"Pour un diwan de la porteuse d'eau"
Poème d'Assia Djebar
Endormie, je suis l’endormie et l’on m’emporte, qui m’emporte…
Endormie, je suis l’endormie et mon corps on l’emporte…
Je suis – suis-je -, je suis la dévoilée…
Je suis - suis-je -, je suis l’Exclue…
C’est moi - moi ? C’est moi qu’ils ont exclue,
moi sur laquelle ils ont lancé l’interdit
C’est moi - moi ? - moi qu’ils ont humiliée
Moi qu’ils ont encagée
Moi qu’ils ont cherché à ployer,
Leurs poings sur ma tête,
Pour me faire couler droit,
Jusqu’à la strate du mal face de singe,
Moi dans les marbres du malheur sourd,
Moi dans les rocs du silence de voile blanc…

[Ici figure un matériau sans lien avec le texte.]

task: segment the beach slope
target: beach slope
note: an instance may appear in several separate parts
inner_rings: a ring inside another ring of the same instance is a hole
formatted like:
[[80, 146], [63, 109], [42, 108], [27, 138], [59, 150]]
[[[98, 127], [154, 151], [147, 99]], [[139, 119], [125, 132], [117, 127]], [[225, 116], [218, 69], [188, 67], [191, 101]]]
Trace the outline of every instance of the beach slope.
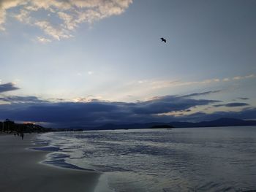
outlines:
[[28, 150], [33, 137], [0, 136], [1, 192], [94, 191], [98, 173], [40, 164], [47, 153]]

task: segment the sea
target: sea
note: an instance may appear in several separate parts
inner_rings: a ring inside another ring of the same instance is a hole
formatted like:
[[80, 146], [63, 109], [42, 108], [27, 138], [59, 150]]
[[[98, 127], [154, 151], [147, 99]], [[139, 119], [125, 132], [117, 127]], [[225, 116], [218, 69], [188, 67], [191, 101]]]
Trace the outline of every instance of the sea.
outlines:
[[256, 190], [256, 126], [52, 132], [34, 142], [50, 152], [43, 164], [102, 173], [95, 192]]

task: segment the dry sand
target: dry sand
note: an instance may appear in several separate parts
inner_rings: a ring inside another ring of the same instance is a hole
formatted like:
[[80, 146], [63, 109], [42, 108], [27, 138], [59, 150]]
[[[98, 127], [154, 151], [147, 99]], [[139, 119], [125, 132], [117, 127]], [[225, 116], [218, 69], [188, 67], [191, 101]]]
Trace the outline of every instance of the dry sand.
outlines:
[[99, 173], [40, 164], [48, 153], [27, 149], [33, 137], [0, 136], [1, 192], [94, 191]]

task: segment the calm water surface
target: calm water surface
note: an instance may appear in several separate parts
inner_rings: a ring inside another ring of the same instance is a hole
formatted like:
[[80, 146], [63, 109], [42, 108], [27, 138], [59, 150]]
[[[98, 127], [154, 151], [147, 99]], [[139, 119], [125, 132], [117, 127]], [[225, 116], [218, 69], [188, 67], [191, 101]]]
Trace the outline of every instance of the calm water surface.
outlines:
[[256, 127], [48, 133], [45, 161], [103, 172], [96, 191], [256, 189]]

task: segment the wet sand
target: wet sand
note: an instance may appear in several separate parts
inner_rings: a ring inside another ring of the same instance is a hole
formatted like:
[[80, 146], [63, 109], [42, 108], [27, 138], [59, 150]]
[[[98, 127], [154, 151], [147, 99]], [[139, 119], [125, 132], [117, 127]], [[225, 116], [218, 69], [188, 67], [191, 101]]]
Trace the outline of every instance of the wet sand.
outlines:
[[1, 192], [94, 191], [99, 173], [40, 164], [48, 153], [28, 149], [33, 137], [0, 135]]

Moi, c’est moi qu’ils ont voulu étouffer,
Happer à partir du trou de feu,
Qu’ils ont crue de peau marquée à vif
et béante de cicatrices ouvertes,
moi, est-ce moi ?...
Moi, j’étais celle qu’on prétendait marier
dans l’aurore du monde
Endormie, j’étais endormie et l’on m’emporte, qui…
J’étais, j’étais la mariée de l’aurore du monde…
Porteuse, porteuse d’eau
pour finir, dans des trous fumant des vapeurs…

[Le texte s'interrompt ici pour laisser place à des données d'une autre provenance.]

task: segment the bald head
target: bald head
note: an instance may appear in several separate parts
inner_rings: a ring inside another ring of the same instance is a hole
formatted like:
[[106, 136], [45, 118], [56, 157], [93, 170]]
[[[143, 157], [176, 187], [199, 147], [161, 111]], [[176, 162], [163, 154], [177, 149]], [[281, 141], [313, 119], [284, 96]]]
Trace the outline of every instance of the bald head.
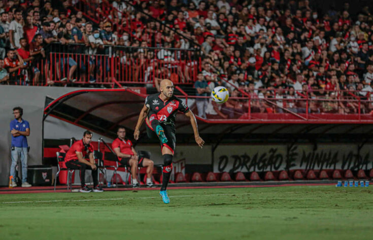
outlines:
[[167, 86], [173, 85], [172, 82], [168, 79], [163, 79], [160, 82], [160, 87], [165, 89]]
[[159, 90], [164, 97], [169, 98], [174, 94], [174, 84], [168, 79], [163, 79], [160, 82]]

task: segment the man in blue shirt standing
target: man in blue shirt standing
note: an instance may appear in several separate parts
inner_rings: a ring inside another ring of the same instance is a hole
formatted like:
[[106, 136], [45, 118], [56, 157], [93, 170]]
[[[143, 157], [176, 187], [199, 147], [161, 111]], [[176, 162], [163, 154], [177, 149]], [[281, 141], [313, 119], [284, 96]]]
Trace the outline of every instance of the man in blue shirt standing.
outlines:
[[[198, 72], [197, 74], [197, 81], [194, 83], [194, 88], [197, 90], [196, 96], [206, 97], [211, 92], [209, 85], [205, 80], [204, 74]], [[195, 99], [195, 104], [197, 105], [198, 115], [204, 118], [206, 118], [206, 108], [209, 102], [208, 98], [197, 98]]]
[[13, 176], [12, 187], [16, 187], [16, 166], [19, 157], [22, 163], [22, 186], [30, 187], [27, 179], [27, 140], [26, 137], [30, 135], [30, 125], [28, 122], [22, 119], [23, 109], [20, 107], [13, 108], [14, 120], [10, 122], [10, 132], [12, 134], [12, 165], [10, 175]]

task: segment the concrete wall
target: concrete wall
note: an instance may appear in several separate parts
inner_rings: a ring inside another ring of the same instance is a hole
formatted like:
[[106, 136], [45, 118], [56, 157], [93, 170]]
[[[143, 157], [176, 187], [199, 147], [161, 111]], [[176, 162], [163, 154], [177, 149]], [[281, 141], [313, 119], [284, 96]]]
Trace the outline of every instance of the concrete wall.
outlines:
[[8, 184], [11, 162], [11, 135], [9, 123], [14, 119], [12, 109], [23, 109], [23, 118], [30, 123], [28, 138], [30, 147], [28, 165], [42, 164], [42, 120], [45, 98], [56, 98], [77, 88], [27, 87], [0, 85], [0, 185]]

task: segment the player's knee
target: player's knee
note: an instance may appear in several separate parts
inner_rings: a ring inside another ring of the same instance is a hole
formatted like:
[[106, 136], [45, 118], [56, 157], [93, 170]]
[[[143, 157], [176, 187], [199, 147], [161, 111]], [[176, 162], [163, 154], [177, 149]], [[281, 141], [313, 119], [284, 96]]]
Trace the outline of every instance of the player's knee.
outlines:
[[171, 173], [172, 171], [172, 157], [171, 154], [165, 154], [163, 155], [164, 160], [163, 162], [163, 173]]

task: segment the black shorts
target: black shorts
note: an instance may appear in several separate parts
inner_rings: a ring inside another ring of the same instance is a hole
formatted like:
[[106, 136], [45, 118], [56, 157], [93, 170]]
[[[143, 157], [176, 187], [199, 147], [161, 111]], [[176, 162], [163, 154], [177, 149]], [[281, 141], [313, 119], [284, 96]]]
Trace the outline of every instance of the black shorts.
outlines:
[[[123, 157], [122, 158], [122, 159], [119, 161], [119, 163], [120, 163], [121, 165], [125, 166], [129, 166], [129, 159], [131, 159], [130, 157]], [[139, 157], [139, 162], [138, 163], [138, 166], [139, 167], [144, 167], [143, 166], [143, 163], [144, 162], [144, 157]]]
[[[174, 153], [174, 150], [175, 149], [175, 145], [176, 145], [176, 136], [175, 135], [175, 127], [171, 125], [165, 125], [161, 124], [161, 126], [164, 131], [164, 135], [167, 138], [167, 140], [168, 140], [167, 143], [161, 144], [161, 150], [163, 147], [165, 147], [171, 150], [172, 153]], [[148, 135], [148, 137], [151, 139], [159, 140], [158, 135], [157, 135], [157, 134], [155, 133], [155, 132], [152, 128], [152, 126], [149, 126], [147, 124], [146, 124], [146, 134]]]

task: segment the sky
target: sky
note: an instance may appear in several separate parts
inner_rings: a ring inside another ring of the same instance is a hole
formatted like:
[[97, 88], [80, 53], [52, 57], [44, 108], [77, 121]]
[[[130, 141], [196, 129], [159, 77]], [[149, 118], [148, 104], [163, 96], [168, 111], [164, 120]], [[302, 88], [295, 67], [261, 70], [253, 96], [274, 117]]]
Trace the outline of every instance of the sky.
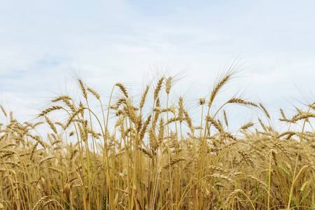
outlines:
[[314, 101], [314, 9], [290, 0], [5, 1], [0, 104], [29, 120], [76, 88], [74, 75], [106, 97], [118, 82], [141, 93], [166, 69], [186, 70], [177, 95], [190, 102], [209, 96], [237, 59], [245, 69], [223, 94], [240, 90], [276, 119], [281, 107]]

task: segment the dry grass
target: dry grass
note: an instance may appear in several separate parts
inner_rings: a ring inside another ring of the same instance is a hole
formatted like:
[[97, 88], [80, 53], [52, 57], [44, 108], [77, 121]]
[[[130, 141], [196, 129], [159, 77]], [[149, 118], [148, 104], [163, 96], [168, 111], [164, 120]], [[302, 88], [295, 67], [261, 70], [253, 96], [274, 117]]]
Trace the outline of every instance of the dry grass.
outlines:
[[[106, 111], [79, 79], [84, 102], [60, 96], [37, 123], [21, 124], [1, 106], [0, 209], [315, 209], [315, 134], [304, 129], [313, 104], [291, 118], [281, 109], [280, 120], [302, 126], [279, 134], [260, 103], [232, 97], [212, 106], [234, 74], [229, 69], [200, 99], [200, 122], [182, 97], [170, 102], [172, 77], [139, 98], [116, 83], [122, 94], [113, 88]], [[90, 108], [95, 99], [101, 111]], [[230, 104], [257, 109], [268, 123], [229, 132]]]

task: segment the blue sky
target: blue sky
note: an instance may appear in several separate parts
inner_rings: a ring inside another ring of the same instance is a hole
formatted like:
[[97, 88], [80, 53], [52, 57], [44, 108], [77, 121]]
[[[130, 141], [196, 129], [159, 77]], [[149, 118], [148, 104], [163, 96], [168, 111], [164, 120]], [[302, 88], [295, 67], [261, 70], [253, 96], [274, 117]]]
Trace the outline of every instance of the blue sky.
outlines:
[[106, 97], [167, 64], [188, 68], [179, 91], [203, 97], [238, 57], [248, 68], [232, 87], [275, 112], [290, 109], [303, 101], [299, 89], [315, 88], [314, 9], [314, 1], [4, 1], [0, 102], [26, 120], [76, 87], [74, 69]]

Porteuse, je veux de l’eau…
De l’eau bouillante !...
Porteuse, porteuse d’eau…
Moi - est-ce vraiment moi ? – car ils ont voulu m’enfoncer,
Ils ont prétendu me plonger,
Tête la première,
dans la croûte noirâtre du mal face de singe…
Je suis – qui suis-je ? – je suis l’exclue…
Poème d’Assia Djebar, Femmes d’Alger dans leur appartement, Interlude III, p. 108-117. Edition de référence: Le Livre de Poche.